The squash family can generally be divided into two classes – winter squash and summer squash – and fundamentally four species: c. maxima, c. mixta, c. moschata and c. pepo. Of the four species, three represent both summer and winter squash. The maximas are exclusively winter squash.

C. maxima are native to Bolivia and Argentina. They are the biggest fruits on earth. Some weigh more than 1000 pounds. The first maximas appeared in seed lists around 1830. Today’s giant pumpkins have all descended from a popular French maxima variety known as Jaune Gros de Paris.

C. mixta are believed to be native to Guatemala and some areas of the southwestern United States where they have been cultivated since ancient times. This group includes the winter squash known as cushaws.
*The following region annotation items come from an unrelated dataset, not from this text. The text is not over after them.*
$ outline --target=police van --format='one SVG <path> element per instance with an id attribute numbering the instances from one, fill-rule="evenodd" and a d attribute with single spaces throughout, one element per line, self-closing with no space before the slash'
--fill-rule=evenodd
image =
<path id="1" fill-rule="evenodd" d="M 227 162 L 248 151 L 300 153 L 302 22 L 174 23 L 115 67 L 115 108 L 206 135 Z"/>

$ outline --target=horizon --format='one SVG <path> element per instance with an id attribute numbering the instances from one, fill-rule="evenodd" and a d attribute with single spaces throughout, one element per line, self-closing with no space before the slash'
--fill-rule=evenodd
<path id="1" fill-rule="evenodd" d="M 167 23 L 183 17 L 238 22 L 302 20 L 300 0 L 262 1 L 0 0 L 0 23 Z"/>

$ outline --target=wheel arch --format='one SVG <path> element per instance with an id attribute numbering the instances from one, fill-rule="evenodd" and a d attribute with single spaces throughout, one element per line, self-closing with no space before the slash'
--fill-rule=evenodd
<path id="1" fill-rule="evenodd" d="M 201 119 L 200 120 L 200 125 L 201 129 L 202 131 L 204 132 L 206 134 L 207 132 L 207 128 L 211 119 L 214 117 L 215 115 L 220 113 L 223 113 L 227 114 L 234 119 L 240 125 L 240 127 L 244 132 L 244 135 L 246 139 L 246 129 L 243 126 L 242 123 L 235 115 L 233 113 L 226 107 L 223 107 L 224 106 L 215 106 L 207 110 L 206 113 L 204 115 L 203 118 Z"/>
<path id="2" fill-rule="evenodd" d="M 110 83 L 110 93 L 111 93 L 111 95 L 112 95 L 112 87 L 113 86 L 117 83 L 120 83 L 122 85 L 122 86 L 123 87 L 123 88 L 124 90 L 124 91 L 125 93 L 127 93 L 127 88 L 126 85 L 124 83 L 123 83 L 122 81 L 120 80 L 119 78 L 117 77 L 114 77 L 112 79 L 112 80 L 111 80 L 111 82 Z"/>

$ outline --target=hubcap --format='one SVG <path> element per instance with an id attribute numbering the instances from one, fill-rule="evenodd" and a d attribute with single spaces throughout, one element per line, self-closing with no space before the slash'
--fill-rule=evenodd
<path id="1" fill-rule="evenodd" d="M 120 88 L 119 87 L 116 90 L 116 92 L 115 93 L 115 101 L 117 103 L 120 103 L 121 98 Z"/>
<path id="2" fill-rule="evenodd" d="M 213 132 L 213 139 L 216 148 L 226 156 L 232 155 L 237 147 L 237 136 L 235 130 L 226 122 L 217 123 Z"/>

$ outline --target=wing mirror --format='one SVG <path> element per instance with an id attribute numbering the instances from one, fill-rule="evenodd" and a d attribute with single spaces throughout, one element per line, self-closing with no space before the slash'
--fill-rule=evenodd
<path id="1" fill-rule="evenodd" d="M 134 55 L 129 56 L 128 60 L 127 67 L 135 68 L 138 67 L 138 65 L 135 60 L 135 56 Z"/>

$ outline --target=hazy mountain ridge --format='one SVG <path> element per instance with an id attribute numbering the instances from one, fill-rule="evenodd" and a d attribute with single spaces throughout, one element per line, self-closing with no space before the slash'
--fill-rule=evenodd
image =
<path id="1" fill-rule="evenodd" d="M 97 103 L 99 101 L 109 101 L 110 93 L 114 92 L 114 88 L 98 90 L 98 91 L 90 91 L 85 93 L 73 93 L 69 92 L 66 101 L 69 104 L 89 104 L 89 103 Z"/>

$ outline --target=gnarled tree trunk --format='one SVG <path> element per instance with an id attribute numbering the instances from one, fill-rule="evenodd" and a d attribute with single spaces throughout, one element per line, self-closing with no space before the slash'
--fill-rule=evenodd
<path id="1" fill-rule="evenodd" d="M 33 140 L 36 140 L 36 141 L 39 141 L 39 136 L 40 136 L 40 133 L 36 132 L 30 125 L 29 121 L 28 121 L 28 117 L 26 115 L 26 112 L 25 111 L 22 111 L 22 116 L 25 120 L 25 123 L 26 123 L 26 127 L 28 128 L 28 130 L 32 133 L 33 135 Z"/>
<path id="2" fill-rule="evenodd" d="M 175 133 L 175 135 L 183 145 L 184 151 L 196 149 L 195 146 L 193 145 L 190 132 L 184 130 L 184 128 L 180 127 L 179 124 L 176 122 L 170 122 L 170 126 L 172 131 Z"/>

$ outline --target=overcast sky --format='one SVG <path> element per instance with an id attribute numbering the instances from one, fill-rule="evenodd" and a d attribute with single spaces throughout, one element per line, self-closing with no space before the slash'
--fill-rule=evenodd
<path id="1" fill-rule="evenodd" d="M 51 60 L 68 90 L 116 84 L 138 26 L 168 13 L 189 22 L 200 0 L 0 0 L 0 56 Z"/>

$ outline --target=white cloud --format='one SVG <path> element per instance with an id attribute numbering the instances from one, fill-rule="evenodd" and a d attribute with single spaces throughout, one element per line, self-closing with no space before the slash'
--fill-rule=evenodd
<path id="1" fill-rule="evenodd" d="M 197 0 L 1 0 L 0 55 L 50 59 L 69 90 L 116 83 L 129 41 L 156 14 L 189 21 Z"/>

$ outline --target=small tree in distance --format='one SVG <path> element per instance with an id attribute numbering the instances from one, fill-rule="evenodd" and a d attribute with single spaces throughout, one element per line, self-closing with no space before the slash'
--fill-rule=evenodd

Mixtas are drought tolerant and their flesh is stringier and less flavorful than other squash.

C. moschata are native to the tropical areas of Central and South America. They grow best in high humidity and warm nighttime temperatures. The plants have very large leaves, long vines, and five sided stems. Butternut squash is a member of this group.

C. pepo is the family of squash that includes zucchini and most of the varieties of summer squash. These squash grow on bushy or vining plants and are eaten in their immature stage when they are still tender. The group also includes many of the pumpkins used for pies and carving as Jack O’ Lanterns. Acorn squash are also part of this group.

Dill’s Atlantic Giant is a Cucurbita maxima. Amy Goldman, in her magnificent book, The Compleat Squash, sums up our completely consuming fascination with the mammoth pumpkins with this quote:

“They’re not fit for human consumption, but that doesn’t matter – we have grown them mainly because they bring joy.”

Cucurbita maxima, the giant pumpkins, are the largest fruits on earth. In the US, the first description of mammoth pumpkins appeared in the late 1820s. Today’s giant pumpkins are descendants of a much beloved French pumpkin, Jaune Gros de Paris. Interestingly, Henry David Thoreau, the Transcendentalist, may have introduced the first seed into the US. Thoreau received seeds from the US Patent Office in 1857 and from these seeds he grew 5 pumpkins weighing a total of 310 pounds. The largest of these 5 pumpkins weighed 123 ½ pounds.

Skip forward 100+ years to 1978. In that year, Howard Dill of Windsor, Nova Scotia, known lovingly as “The Pumpkin King” introduced the Atlantic Giant. After a decades-long amateur breeding effort, Dill produced the quintessential giant pumpkin. An average Atlantic Giant weighs 90 pounds and is roughly 1 ½ feet long by 2 feet wide. The largest Atlantic Giant on record is 1,385 pounds.